The division took mere moments, as if the words and actions were simultaneous, but even those few moments felt too slow. Their entanglement with the brethren had already led to one permanent death. Kitty couldn’t bear the thought of the monks killing another of the Arrivals.

“The brethren aren’t what caused her death.”

Garuda’s words startled Kitty. For a brief moment she’d almost forgotten that he was in her head, and she’d definitely forgotten to keep her shields in place. This time, however, she didn’t regret it. There were hidden meanings in the old bloedzuiger’s words, implications in the things unsaid that she wanted to ponder—just not when they were in the midst of an attack.

“Later, you need to explain that. I don’t want to get shot because you’re talking,”
she told him as she continued toward Hector while searching the windows and doorways of the buildings that surrounded their location for other enemies.

This time Garuda remained silent, a fact for which she was grateful.
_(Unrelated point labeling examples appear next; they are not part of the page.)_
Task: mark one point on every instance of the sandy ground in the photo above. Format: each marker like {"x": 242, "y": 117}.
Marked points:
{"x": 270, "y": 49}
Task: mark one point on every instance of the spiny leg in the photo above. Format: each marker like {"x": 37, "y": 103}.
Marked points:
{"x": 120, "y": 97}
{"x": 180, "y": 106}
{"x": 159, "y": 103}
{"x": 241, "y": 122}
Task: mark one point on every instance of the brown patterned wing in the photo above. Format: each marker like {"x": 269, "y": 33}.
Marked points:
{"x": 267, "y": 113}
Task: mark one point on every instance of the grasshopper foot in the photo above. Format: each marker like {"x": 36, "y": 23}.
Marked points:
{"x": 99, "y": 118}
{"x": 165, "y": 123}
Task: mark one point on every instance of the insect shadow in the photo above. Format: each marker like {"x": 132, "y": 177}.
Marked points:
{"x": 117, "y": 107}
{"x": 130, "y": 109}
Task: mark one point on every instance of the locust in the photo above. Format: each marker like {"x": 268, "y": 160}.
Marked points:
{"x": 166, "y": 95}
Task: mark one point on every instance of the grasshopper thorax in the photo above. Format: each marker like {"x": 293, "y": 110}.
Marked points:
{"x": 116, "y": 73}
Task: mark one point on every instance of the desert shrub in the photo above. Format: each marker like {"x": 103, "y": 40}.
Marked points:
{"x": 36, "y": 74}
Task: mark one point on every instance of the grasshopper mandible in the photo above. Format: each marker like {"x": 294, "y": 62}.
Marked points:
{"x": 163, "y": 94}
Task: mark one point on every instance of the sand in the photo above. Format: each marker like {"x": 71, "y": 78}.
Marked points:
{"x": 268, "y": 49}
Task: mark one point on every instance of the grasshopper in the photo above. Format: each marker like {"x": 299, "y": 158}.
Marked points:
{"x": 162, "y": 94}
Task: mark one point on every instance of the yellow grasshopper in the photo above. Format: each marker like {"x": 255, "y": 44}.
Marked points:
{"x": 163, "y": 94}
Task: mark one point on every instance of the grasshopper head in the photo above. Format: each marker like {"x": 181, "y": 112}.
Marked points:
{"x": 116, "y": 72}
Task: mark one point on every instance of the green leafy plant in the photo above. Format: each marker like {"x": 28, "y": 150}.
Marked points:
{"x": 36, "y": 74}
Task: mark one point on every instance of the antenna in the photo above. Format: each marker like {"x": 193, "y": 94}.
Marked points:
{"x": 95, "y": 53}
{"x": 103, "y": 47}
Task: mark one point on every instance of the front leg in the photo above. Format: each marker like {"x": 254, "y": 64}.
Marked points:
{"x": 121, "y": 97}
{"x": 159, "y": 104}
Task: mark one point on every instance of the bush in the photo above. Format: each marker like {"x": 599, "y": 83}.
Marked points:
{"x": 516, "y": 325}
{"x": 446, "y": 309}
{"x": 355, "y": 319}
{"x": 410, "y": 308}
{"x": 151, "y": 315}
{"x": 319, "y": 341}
Like they did in most altercations in Gallows, the locals stayed away. The Arrivals were useful for solving a quarrel, caging a demon, or taking out monks, but they weren’t accepted by the Wastelanders—and they certainly weren’t
helped.
A familiar bitterness bubbled up in Kitty, but she did her best to squelch it.

The monk facing Hector retreated when he saw Kitty coming, and she had an unpleasant moment of having to decide between helping Hector and pursuing the monk.